Caffeinated Critics

LACMA's new coffee canteen

The essential divide between food and art is a line drawn by pleasure.

No matter how avant-garde a restaurant may be, the relationship between chef and diner dictates that the experience had by the latter is gratifying. Great art, on the other hand, often challenges the viewer in a way that can leave a bitter taste.

So despite museum-adjacent locations, the various restaurants at LACMA operate on a different plane from, say, Michael Heizer's "Levitated Mass"–even if there's a cocktail inspired by the monolith.

Still, there's no better forum for talking about art than a coffee-cup-covered café table. And with the recent opening of Coffee + Milk, patrons can discuss topics like Chris Burden's late-career populism while fueled with the caffeine rush of an Intelligentsia latte or espresso.

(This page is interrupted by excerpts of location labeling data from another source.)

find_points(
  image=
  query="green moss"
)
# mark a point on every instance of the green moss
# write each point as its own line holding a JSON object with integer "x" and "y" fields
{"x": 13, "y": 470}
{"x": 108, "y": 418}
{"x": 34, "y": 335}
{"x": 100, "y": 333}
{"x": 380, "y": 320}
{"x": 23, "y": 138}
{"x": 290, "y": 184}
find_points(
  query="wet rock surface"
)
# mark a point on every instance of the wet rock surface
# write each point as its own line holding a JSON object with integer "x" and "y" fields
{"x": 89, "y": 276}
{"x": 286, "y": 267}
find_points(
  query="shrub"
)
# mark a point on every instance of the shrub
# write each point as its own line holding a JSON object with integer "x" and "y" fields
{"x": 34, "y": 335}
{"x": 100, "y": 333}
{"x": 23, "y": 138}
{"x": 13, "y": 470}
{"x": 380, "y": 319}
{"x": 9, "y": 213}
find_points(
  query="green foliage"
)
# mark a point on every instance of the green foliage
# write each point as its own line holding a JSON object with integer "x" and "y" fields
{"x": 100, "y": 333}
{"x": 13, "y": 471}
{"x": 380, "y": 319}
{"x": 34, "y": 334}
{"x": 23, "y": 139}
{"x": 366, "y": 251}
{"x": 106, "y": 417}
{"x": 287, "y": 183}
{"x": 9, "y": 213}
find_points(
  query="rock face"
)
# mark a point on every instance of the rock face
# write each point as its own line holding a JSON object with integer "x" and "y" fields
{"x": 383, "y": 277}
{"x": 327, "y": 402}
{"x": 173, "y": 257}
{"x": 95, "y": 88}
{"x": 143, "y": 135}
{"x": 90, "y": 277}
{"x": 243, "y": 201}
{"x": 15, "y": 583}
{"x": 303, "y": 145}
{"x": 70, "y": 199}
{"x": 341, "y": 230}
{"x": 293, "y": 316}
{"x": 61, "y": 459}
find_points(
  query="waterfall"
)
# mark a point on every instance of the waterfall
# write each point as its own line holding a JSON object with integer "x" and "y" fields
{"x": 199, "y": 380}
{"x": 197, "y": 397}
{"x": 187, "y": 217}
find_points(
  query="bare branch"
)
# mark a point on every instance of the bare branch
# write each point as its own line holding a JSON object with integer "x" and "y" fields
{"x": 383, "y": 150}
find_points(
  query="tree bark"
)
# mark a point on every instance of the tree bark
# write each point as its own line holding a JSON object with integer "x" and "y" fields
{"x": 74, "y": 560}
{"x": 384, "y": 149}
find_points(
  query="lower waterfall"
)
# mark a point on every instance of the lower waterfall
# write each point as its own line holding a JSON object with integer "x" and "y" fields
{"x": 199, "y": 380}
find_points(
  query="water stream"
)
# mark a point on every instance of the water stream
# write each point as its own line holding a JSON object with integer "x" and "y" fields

There's sugary brain food to be had as well, courtesy of pastry chef Josh Graves, including hand pies ($5; pictured) filled with peaches from the cult East Bay orchards of Frog Hollow.

C + M also serves milkshakes, made from "milk sorbet" spun into a thin, icy drink that bears more textural resemblance to a smoothie than to any classic malt.

Skip over coffee for a booze-spiked milkshake, and the art talk will only get more interesting.